A condenação de Castro, que ocorreu em 23 de março, foi baseada em contratações consideradas irregulares na Fundação Ceperj e na Uerj. O Ministério Público Eleitoral (MPE) argumentou que o ex-governador utilizou a contratação de servidores temporários sem amparo legal e a descentralização de projetos sociais para direcionar recursos a entidades não vinculadas à administração pública fluminense, buscando assim obter vantagem eleitoral. A acusação aponta gastos de R$ 248 milhões na contratação de 27.665 pessoas.
Apesar da decisão do TSE, a definição sobre a realização de eleições diretas ou indiretas para preencher o mandato-tampão de governador no Rio de Janeiro caberá ao Supremo Tribunal Federal (STF). O PSD, partido do pré-candidato Eduardo Paes, entrou com recurso no STF defendendo a necessidade de eleições diretas.
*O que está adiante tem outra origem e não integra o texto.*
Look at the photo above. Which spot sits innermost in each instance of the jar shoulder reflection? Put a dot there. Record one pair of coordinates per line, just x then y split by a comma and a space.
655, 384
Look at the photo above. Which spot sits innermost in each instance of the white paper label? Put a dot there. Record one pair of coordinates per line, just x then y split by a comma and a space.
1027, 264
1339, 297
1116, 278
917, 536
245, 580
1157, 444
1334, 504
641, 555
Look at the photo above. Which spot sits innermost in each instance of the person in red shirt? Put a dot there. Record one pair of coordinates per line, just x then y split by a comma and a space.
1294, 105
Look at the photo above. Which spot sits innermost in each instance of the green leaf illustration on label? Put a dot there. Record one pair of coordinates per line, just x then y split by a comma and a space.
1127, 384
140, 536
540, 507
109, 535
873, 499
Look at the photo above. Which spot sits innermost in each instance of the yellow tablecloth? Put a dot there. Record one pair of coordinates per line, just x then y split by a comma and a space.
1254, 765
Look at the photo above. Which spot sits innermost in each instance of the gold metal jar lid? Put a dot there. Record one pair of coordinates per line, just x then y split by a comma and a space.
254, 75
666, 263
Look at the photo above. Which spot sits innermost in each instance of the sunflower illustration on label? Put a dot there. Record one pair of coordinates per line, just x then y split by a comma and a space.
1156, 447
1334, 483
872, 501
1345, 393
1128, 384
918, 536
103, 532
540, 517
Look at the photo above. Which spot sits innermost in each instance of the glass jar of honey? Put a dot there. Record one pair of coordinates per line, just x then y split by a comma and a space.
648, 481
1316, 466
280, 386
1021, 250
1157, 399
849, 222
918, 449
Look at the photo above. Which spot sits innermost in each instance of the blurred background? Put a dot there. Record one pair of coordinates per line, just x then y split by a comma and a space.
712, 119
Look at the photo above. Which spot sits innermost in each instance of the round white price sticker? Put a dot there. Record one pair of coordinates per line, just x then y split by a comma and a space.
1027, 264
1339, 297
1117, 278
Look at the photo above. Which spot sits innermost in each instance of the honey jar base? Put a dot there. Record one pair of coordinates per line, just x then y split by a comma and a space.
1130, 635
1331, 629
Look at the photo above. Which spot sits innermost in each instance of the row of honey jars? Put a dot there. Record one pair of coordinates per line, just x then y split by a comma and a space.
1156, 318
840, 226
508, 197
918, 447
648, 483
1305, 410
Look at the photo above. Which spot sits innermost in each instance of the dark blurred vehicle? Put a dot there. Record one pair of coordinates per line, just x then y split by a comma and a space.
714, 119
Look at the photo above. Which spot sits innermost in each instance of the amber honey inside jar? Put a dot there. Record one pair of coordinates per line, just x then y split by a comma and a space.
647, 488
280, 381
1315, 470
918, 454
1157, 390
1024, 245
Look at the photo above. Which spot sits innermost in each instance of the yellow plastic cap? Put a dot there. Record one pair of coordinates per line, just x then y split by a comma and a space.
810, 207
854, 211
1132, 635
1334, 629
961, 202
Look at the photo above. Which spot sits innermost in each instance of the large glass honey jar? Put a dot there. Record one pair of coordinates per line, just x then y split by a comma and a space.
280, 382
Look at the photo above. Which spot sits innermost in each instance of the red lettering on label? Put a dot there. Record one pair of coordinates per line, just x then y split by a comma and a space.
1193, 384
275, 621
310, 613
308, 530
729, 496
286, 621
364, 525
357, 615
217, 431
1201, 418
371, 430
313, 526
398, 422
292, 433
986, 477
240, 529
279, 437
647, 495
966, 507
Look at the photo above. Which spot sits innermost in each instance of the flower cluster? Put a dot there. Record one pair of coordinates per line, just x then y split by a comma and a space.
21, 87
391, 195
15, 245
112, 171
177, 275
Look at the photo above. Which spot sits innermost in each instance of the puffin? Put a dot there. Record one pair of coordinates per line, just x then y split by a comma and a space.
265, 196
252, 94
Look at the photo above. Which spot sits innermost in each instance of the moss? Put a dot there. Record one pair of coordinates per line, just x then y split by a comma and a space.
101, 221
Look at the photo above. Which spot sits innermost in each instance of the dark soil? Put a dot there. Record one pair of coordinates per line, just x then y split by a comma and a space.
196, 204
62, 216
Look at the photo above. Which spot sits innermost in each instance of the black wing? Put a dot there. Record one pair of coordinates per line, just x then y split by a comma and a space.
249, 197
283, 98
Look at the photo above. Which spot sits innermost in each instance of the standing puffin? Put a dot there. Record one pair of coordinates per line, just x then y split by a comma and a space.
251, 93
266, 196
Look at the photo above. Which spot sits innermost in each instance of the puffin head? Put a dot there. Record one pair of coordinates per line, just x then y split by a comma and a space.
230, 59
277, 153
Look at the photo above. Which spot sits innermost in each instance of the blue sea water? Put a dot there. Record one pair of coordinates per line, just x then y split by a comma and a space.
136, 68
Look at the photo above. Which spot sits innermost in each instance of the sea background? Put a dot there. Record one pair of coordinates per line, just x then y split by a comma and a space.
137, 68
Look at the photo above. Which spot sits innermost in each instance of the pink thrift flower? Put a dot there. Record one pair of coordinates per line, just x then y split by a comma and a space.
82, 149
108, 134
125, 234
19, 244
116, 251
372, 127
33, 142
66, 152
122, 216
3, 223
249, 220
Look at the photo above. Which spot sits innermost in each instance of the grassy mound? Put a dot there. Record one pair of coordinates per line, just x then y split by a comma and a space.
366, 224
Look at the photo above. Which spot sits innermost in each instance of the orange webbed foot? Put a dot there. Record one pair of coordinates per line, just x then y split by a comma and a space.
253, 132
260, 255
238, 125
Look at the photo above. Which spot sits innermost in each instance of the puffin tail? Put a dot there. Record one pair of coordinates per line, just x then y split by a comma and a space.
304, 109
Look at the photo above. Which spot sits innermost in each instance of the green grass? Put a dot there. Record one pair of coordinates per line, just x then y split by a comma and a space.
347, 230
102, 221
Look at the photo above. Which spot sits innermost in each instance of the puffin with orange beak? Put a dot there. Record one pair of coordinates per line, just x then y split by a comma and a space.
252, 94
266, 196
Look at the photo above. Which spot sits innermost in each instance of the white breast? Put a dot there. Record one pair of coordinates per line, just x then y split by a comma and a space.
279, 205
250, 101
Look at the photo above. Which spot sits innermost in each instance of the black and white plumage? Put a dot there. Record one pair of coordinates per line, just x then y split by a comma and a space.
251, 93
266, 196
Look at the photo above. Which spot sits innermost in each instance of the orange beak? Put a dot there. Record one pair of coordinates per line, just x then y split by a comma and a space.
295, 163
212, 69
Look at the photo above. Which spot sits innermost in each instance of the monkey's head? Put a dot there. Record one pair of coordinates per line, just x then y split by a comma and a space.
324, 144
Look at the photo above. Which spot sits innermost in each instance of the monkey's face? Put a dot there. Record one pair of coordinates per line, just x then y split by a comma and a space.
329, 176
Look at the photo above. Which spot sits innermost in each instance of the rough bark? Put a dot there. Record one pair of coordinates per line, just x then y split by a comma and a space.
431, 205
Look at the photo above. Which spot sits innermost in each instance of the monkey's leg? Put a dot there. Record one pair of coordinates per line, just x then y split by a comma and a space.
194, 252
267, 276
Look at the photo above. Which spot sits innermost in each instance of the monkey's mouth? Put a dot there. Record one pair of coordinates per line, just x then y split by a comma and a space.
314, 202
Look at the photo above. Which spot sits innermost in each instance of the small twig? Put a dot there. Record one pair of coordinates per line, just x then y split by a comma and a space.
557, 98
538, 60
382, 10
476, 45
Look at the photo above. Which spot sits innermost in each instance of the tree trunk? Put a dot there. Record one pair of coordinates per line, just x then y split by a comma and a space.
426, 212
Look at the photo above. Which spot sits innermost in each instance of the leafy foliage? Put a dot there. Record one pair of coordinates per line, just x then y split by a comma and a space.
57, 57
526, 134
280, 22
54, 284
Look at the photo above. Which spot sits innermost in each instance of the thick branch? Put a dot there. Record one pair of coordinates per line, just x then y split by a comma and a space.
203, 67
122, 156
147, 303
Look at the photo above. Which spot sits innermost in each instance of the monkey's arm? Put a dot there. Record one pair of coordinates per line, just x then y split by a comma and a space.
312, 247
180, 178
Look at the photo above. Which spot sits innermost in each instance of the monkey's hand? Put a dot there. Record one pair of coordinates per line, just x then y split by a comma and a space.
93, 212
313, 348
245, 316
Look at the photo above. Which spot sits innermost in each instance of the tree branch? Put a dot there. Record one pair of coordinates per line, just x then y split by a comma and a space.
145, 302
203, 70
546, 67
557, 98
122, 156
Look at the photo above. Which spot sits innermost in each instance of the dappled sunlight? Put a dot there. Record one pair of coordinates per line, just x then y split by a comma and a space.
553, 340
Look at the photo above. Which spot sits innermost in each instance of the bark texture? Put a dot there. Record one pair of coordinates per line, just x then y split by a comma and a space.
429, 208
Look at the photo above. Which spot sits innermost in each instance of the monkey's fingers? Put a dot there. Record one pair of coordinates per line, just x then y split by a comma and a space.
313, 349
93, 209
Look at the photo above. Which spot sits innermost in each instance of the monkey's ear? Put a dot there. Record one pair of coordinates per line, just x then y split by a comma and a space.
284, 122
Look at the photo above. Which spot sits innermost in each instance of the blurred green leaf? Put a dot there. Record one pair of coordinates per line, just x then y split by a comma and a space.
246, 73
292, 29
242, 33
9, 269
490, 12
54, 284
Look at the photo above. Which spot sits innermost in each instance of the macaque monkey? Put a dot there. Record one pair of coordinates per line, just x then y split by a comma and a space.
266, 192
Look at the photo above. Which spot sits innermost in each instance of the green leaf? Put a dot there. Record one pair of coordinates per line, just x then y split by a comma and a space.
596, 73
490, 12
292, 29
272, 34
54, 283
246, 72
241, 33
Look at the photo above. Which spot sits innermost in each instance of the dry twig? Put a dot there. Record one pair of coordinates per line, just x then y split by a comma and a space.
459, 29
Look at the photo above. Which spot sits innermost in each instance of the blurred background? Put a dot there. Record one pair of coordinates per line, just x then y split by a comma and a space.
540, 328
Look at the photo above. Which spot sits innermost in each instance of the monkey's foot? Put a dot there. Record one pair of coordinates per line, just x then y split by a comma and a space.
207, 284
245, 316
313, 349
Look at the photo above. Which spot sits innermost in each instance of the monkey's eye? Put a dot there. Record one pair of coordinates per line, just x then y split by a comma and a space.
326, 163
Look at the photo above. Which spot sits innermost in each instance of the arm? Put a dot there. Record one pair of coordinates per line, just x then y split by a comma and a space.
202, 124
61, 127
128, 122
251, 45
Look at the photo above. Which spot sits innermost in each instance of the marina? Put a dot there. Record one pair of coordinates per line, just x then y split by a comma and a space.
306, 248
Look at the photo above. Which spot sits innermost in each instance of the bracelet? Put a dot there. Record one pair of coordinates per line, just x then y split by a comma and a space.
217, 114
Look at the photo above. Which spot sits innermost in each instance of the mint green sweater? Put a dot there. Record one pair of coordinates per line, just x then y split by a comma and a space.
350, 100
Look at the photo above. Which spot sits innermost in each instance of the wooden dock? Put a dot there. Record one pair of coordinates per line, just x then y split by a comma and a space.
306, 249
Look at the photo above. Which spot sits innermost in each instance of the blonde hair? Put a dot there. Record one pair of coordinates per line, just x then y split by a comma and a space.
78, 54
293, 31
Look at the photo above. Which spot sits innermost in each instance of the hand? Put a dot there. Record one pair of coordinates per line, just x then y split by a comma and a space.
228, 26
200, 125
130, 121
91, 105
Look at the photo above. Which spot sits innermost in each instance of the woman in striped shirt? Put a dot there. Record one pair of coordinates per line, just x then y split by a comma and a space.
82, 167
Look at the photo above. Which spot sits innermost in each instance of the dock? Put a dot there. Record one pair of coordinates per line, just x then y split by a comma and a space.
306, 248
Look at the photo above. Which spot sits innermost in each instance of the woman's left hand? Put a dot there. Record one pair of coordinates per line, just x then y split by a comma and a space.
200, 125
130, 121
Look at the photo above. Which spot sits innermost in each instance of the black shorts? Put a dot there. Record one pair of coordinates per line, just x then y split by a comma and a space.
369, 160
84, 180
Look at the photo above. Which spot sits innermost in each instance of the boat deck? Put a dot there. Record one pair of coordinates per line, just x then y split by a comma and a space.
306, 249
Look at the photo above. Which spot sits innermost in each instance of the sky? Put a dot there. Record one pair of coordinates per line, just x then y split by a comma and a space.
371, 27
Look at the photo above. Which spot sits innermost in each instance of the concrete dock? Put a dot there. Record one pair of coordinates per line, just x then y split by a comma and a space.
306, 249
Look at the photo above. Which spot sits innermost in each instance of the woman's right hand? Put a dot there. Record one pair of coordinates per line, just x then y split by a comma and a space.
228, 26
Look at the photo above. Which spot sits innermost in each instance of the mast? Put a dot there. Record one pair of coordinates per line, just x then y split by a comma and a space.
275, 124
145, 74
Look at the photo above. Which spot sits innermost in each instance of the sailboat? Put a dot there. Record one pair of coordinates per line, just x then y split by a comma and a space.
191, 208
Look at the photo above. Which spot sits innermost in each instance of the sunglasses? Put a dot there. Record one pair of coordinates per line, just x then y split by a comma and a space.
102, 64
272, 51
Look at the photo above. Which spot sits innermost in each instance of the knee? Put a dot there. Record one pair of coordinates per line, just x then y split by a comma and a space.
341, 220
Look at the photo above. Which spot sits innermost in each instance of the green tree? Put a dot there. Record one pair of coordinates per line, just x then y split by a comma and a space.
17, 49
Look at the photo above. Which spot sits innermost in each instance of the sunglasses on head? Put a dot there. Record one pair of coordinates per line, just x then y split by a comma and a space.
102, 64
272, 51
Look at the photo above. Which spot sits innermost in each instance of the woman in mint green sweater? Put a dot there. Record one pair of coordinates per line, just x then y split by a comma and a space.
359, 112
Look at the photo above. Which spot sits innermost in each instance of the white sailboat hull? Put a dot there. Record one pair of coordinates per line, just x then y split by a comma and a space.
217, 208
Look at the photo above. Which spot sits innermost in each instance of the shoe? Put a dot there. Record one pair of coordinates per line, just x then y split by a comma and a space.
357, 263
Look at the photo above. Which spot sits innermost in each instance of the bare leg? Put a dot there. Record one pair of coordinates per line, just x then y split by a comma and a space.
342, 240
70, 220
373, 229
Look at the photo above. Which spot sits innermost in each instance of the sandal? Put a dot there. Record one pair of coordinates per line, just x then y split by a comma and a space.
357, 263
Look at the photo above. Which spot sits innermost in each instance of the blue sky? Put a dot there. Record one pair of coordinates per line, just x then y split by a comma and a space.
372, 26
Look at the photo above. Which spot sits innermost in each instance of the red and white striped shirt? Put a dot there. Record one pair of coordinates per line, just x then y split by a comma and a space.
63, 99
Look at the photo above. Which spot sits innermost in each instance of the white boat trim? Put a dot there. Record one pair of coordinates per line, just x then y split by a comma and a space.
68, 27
Recentemente, Cláudio Castro renunciou ao mandato de governador para se desincompatibilizar e se candidatar ao Senado, movimento visto por alguns como uma estratégia para forçar a realização de eleições indiretas. O prazo para sua renúncia era 4 de abril.
Em caso de eleição indireta, a escolha do governador interino seria feita pelos deputados da Assembleia Legislativa do Rio de Janeiro (Alerj). Já a eleição direta ocorreria por meio do voto popular. A necessidade de um pleito para mandato-tampão surge devido à vacância na linha sucessória do estado, com a saída do ex-vice-governador Thiago Pampolha para o Tribunal de Contas do estado.
O presidente da Alerj, Douglas Ruas, que assumiria interinamente o governo, foi orientado pelo STF a aguardar a decisão final da Corte. Atualmente, o cargo de governador interino é exercido pelo presidente do Tribunal de Justiça do Rio de Janeiro, Ricardo Couto de Castro.